The Microsoft Dysfunction
Mini-Microsoft's "Vista and MS are really screwed up" thread at http://minimsft.blogspot.com/2006/03/vista-2007-fire-leadership-now.html is just fascinating.
Few
of us who have worked in Dilbert's world can't find something to relate
to in this post's rain storm of comments. This is my favorite class of
comment though:
Just suck it up, make the best of it and stop pointing fingers and get your job done! ... Stand up and fucking do something about the problems instead of being a
part of the problem. At the very least, acknowledge your part in the
problem, learn from it, and prevent it from happening in the future.
If
you have been a lowly leaf in a very tall and wide company tree, this kind of
comment only drives the frustration nail further into your corporate
heart. Us leafs often try to change things. We lead by example. We make
the changes we can. We lower our lance and with a resolve most firm, take repeated charges at the
corporate windmill that is management, process, and culture.
The
truth we all eventually learn is: the success or failure of a
company is always because of its management. (I also have a corollary:
the success or failure of a company is always because of its workers,
but that's a subject for another time).
It's sad, I hate to
admit it, but a leaf can't possibly provide all the energy a tree
needs, no matter how hard you try, no matter how much you care, no
matter how many life happiness units you trade in to make it work.
Working
locally simply is not enough to globally change a company. Systemic changes
happen in management. Only management, in the end, can make the needed
large scales changes in organization and culture. The problem is, of course, management usually doesn't know what
changes to make. This is the function of great leaders and
they are in short supply.
Now the leafs at
Microsoft are no doubt working very hard. Much harder than most people
can imagine. Even as hard as the Great Generation of people in the
1940s worked. Yes, they work that hard.
But working hard is not
enough. A thousand employees pushing against a castle wall won't breach
the wall for your teaming conquering hoards. No matter how hard you
push the wall will stand. That's how the wall is built. That's how management ramparts are built too.

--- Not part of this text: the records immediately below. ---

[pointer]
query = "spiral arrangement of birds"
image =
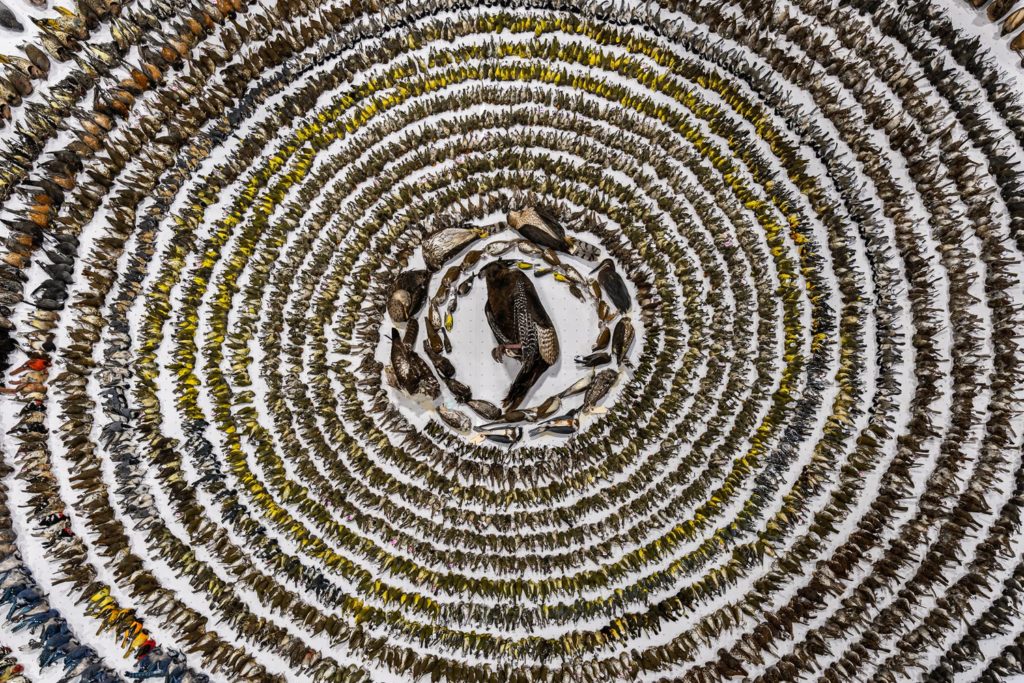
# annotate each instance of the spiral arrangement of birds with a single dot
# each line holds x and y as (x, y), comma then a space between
(751, 280)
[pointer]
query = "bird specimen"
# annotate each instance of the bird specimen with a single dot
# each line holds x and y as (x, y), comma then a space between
(408, 294)
(797, 454)
(613, 285)
(520, 325)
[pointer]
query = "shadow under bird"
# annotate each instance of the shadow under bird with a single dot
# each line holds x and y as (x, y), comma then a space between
(520, 325)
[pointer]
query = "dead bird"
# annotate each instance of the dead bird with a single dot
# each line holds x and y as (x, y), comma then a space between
(593, 359)
(520, 325)
(8, 19)
(507, 437)
(455, 419)
(622, 339)
(599, 388)
(484, 409)
(613, 285)
(542, 227)
(408, 294)
(440, 247)
(563, 425)
(411, 373)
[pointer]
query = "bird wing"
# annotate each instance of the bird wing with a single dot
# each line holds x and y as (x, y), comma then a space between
(547, 338)
(502, 328)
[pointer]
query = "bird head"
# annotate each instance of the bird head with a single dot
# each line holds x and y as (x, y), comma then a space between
(514, 219)
(495, 267)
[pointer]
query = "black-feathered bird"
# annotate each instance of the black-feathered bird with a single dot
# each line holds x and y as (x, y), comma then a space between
(408, 294)
(613, 285)
(520, 325)
(409, 372)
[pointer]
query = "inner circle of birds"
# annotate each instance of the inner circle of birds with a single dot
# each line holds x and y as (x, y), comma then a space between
(521, 326)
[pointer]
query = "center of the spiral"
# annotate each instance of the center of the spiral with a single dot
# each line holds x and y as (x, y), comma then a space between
(513, 331)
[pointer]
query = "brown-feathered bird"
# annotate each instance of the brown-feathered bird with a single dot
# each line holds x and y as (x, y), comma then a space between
(613, 285)
(409, 372)
(541, 227)
(408, 294)
(520, 325)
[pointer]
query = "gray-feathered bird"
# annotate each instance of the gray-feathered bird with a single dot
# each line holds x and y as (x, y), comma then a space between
(541, 227)
(520, 325)
(408, 294)
(613, 285)
(409, 372)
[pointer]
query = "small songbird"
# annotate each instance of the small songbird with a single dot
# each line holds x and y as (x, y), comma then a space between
(442, 246)
(541, 227)
(408, 294)
(563, 425)
(520, 325)
(599, 388)
(613, 285)
(622, 339)
(409, 372)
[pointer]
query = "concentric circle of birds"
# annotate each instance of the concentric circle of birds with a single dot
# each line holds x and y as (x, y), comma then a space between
(511, 342)
(538, 251)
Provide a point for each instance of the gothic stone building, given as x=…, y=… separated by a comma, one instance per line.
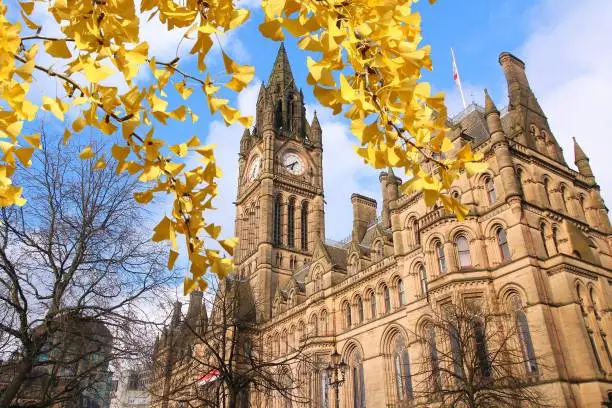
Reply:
x=536, y=242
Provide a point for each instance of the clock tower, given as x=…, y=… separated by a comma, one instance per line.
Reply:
x=279, y=205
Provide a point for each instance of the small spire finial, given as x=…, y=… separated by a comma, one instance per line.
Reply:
x=489, y=104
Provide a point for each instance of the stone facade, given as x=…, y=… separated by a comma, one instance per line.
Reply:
x=537, y=233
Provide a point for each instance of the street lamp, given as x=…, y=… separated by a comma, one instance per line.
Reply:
x=336, y=372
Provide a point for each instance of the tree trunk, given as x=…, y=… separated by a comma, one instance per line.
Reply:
x=22, y=368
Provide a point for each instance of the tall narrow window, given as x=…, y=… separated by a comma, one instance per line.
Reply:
x=356, y=370
x=324, y=390
x=387, y=298
x=490, y=186
x=291, y=223
x=456, y=353
x=546, y=192
x=360, y=309
x=463, y=252
x=403, y=377
x=502, y=244
x=522, y=329
x=481, y=349
x=543, y=236
x=289, y=112
x=441, y=257
x=373, y=305
x=555, y=239
x=304, y=226
x=400, y=292
x=564, y=197
x=433, y=357
x=276, y=221
x=347, y=315
x=595, y=351
x=423, y=276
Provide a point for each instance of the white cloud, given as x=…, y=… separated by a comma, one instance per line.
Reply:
x=344, y=173
x=568, y=56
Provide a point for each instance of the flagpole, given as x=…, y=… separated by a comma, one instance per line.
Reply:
x=457, y=78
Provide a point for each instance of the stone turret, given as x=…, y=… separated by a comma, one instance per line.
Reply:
x=389, y=184
x=315, y=131
x=501, y=149
x=529, y=125
x=245, y=140
x=582, y=162
x=364, y=214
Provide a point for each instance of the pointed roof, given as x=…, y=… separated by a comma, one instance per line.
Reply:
x=315, y=121
x=281, y=71
x=578, y=152
x=489, y=104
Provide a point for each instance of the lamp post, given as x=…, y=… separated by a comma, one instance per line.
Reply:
x=336, y=372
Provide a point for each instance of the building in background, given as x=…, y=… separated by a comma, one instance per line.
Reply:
x=536, y=244
x=72, y=370
x=131, y=389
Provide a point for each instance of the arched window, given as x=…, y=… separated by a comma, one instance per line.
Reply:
x=278, y=116
x=347, y=315
x=547, y=191
x=522, y=329
x=430, y=334
x=353, y=264
x=401, y=368
x=324, y=403
x=373, y=305
x=441, y=257
x=291, y=223
x=423, y=277
x=314, y=326
x=502, y=244
x=463, y=252
x=543, y=236
x=289, y=112
x=304, y=226
x=490, y=187
x=358, y=383
x=519, y=176
x=564, y=197
x=378, y=251
x=323, y=319
x=359, y=309
x=387, y=299
x=555, y=239
x=482, y=354
x=276, y=221
x=400, y=292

I think a small breach can be found in a later comment:
Microsoft's management is terrible. But it's always been
terrible. It was terrible in 1991 - ask anyone who suffered under, I
dunno, gregcr - and it was terrible when I left. It's terrible now. But
the groups, at least, were usually small enough that non-management
could, to one degree or another, push management around, could do the push-back that would save products.
It
was small enough that if, say, you grabbed your boss's boss in the
hallway and chewed him out for signing off on something that you knew didn't and wouldn't work, that, well, you'd probably be okay in the end.
I like this comment because it is real. Face it, both management and workers, yes, even myself, are mostly terrible. We get it wrong much more often than we get it right.

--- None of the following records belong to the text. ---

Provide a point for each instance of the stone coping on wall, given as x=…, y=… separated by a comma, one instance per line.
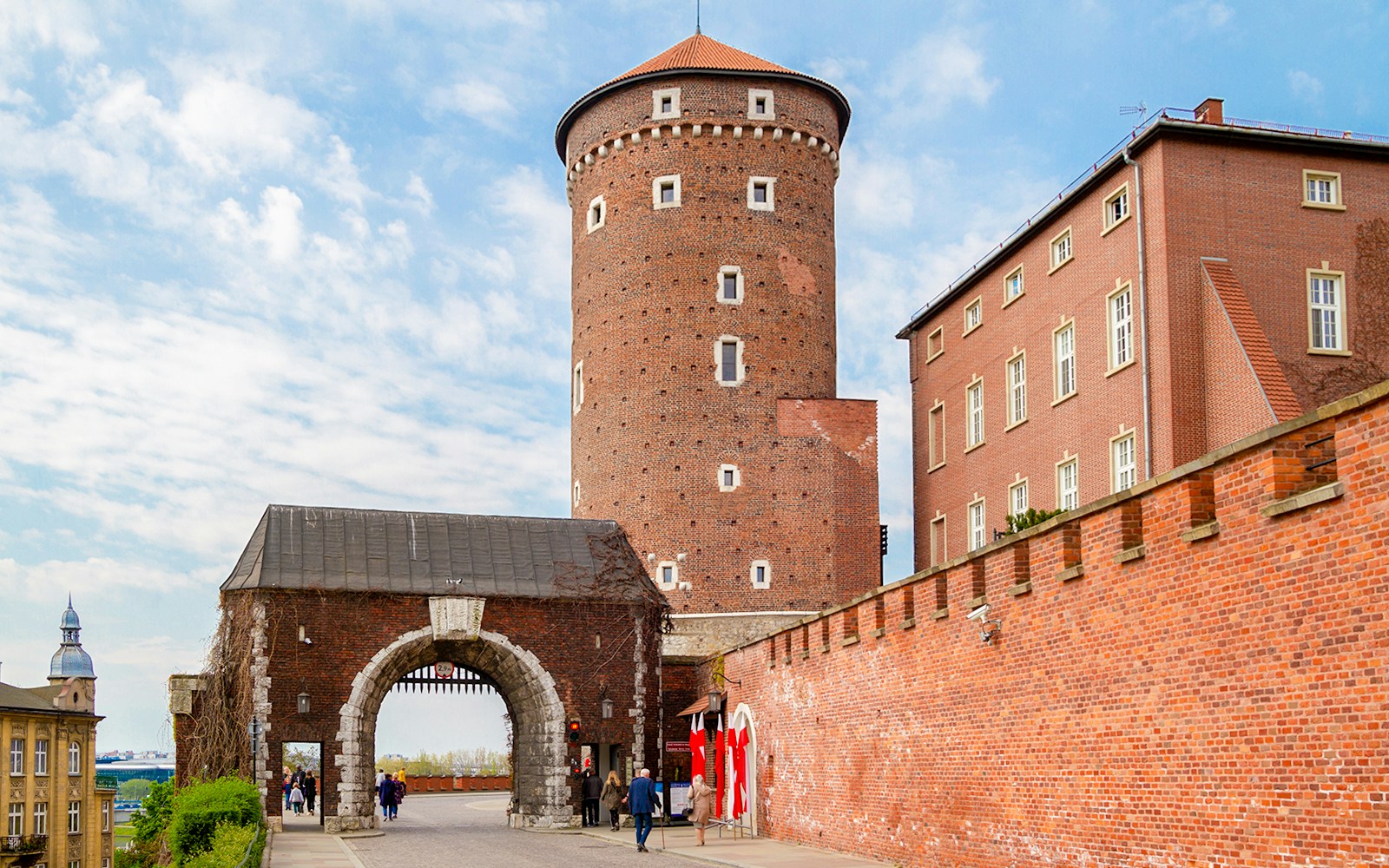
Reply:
x=1361, y=399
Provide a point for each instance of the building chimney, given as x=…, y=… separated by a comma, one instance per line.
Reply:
x=1210, y=111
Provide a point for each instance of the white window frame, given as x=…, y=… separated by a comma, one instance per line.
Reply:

Yet, there's something about being together in a small group that allows the Wisdom of Crowds
to mashup all the wrongness and occasionally flip wrongness into enough rightness that we get stuff done.
In a smaller group there's a correspondingly smaller Tipping Point,. You can do little things that make a big
difference with some confidence that there will be a pay back within your lifetime.
On a branch, if we are all leafs, we leafs can make a difference.